Operators must also monitor habitat acidification to track changes. The Agency says if this proves its decision was wrong, power stations will have to make further cuts.

Nevertheless, the conservation agencies do not support the Agency’s decision. They argue that, despite emission reductions by 2020, almost 40% of the UK’s sensitive ecosystems will still exceed critical loads for sulphur and nitrogen.

Simon Bareham, senior adviser at the CCW, said uncertainty over the impact of power stations’ emissions on habitats does not mean there are no adverse effects.

The Agency says nitrogen deposition from agriculture contributes more to exceedances than power stations.

The CCW is also concerned about weaker NOx limits at Npower’s Aberthaw station in South Wales. It is permitted to release 1,200 milligrams of NOx per cubic metre compared with 500mg/m3 at other coal-fired plants.
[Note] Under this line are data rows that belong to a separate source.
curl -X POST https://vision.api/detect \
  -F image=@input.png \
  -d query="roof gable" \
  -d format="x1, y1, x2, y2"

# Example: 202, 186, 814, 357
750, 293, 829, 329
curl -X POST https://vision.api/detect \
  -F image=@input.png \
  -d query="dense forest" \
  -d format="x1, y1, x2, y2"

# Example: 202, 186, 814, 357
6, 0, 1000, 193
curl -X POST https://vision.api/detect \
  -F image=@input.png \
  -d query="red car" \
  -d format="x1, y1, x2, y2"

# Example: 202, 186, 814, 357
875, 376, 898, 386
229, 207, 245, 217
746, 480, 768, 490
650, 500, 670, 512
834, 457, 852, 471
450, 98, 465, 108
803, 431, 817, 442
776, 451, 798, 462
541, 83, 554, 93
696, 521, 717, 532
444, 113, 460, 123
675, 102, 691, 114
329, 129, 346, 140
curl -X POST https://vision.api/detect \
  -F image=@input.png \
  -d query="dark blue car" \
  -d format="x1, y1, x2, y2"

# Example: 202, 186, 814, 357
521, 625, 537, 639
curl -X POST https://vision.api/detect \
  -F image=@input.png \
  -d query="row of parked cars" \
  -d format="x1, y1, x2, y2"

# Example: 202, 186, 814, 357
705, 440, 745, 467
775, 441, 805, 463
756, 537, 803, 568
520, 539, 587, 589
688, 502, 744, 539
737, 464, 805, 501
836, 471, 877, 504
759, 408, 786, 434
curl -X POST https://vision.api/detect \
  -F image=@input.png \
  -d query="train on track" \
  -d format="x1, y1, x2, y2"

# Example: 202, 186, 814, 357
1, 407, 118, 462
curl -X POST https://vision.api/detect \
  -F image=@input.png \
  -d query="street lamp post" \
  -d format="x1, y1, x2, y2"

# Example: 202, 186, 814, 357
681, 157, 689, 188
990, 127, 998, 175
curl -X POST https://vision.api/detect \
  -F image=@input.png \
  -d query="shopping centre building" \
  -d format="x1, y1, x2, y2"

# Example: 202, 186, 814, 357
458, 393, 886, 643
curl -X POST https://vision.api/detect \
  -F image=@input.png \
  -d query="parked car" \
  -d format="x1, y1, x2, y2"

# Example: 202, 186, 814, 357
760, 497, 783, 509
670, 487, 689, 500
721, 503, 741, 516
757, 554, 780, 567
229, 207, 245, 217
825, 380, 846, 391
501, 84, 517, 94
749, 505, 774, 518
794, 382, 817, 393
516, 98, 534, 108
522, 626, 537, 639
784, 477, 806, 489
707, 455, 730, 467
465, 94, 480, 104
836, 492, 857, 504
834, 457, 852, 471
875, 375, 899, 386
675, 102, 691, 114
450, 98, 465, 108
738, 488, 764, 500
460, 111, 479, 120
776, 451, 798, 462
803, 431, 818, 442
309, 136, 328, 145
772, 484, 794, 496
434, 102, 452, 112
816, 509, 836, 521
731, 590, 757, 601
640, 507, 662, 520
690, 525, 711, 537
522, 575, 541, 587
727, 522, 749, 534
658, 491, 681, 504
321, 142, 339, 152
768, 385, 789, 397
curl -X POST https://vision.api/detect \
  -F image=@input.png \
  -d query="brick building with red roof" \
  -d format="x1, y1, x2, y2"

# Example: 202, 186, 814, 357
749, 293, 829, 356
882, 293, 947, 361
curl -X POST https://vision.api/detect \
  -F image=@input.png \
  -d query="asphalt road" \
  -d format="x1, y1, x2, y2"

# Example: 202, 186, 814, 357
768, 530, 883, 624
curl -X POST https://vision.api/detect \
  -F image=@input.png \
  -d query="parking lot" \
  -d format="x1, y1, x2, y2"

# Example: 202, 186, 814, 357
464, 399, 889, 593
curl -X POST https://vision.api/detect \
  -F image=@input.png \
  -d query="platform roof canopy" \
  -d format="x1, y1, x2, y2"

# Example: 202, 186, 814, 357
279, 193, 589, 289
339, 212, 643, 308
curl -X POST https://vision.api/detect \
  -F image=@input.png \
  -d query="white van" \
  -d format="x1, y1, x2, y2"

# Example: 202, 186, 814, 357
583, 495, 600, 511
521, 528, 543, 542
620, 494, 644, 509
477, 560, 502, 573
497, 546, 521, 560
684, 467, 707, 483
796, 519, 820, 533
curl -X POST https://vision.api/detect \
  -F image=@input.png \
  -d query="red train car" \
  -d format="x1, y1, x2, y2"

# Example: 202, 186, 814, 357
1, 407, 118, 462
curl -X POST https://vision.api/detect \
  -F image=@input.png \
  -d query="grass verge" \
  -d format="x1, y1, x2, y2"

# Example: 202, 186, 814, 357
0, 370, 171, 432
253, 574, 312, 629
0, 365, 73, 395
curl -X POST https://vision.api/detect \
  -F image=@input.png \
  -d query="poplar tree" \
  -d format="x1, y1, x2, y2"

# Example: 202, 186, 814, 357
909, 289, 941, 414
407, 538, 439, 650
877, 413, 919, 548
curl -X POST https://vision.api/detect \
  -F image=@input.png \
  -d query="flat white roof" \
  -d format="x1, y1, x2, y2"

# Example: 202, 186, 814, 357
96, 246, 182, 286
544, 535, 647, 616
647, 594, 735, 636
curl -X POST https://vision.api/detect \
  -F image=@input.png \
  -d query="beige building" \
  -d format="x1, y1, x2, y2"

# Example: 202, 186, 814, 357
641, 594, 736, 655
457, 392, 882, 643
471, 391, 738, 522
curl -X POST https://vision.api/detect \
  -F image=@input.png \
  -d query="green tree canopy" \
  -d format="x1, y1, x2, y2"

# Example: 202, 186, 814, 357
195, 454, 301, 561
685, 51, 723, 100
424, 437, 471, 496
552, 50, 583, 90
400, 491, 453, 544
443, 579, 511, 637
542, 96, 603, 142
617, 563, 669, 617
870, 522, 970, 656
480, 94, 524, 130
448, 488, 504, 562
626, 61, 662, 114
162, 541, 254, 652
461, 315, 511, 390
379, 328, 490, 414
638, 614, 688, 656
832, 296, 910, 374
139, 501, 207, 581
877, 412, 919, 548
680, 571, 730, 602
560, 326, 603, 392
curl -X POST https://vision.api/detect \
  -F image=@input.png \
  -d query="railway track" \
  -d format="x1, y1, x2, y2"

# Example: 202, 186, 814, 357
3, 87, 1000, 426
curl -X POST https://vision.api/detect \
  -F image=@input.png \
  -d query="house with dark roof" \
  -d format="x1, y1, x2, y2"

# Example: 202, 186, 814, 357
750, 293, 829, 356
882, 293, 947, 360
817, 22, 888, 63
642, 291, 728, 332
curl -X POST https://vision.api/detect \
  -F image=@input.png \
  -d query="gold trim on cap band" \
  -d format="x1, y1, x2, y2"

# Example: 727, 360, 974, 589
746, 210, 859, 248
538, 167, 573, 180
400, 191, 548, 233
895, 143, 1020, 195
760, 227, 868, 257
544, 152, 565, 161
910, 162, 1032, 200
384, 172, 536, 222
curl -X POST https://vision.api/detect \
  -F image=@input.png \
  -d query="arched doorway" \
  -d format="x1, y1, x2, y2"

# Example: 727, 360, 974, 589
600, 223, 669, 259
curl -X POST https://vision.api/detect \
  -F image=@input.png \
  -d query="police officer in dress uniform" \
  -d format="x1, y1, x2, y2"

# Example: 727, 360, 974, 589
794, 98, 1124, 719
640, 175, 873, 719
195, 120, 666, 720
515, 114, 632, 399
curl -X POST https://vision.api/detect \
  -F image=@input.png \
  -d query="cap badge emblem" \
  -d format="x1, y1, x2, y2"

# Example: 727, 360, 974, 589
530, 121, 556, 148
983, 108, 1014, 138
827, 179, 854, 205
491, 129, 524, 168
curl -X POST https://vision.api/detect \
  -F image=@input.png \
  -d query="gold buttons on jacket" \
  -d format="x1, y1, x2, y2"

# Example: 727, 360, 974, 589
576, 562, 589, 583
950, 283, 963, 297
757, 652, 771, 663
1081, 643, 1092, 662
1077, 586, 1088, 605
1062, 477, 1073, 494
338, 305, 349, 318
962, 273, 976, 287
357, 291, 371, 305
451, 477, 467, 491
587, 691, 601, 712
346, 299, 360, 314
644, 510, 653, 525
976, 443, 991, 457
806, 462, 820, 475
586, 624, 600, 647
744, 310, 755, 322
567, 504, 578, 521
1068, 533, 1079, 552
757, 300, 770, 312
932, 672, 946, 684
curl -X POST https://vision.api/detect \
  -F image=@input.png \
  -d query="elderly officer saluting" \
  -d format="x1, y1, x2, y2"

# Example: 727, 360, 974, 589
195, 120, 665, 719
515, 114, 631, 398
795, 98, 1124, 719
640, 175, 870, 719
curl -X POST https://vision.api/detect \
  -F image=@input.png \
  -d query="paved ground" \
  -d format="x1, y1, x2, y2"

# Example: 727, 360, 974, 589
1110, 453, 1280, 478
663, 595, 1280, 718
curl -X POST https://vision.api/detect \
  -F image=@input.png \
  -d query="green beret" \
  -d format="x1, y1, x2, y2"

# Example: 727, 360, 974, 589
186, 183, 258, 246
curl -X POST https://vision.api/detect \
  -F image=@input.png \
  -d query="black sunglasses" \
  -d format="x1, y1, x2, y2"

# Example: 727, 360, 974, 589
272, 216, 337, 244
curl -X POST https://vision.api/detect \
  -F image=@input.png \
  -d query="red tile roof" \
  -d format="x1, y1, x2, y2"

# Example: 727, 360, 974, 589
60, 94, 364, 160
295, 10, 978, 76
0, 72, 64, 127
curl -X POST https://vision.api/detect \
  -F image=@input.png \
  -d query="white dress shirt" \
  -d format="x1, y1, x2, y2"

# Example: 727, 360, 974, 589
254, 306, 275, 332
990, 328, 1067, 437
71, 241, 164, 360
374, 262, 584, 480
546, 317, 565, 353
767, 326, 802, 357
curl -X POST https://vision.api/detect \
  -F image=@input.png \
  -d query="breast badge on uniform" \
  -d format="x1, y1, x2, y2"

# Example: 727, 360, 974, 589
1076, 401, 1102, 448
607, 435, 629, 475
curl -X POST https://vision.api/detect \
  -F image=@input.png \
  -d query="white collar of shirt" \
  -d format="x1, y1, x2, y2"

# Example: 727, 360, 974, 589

The Agency says the site’s boiler design means it is not possible to fit overfire air, which other power stations use to control NOx. It is requiring Npower to assess alternative ways of cutting NOx.

The Agency has also revealed that three power stations have failed to meet the 1 January deadline to fit flue gas desulphurisation. Scottish and Southern Energy’s Fiddlers Ferry and Ferrybridge stations and Aberthaw have fallen back on an LCPD derogation which allows them to operate at a reduced capacity - with a significant loss of income - until FGD is installed.

The sites were caught out by the failure of a long-running Environment Department (DEFRA) campaign to limit the impact of the LCPD, which meant some companies were uncertain how it would affect them (ENDS Report 372, p 37 ).

Scottish Power has also yet to fit FGD at its Longannet site. It has opted to comply with the LCPD through the national emissions reduction plan, which is an acid gas trading scheme (ENDS Report 386, p 49 ). This will require the firm to buy allowances to cover the site’s higher emissions.

Some power companies have proposed a new generation of so-called clean coal power stations to replace ones closed as a result of the LCPD (see pp 26-29 ).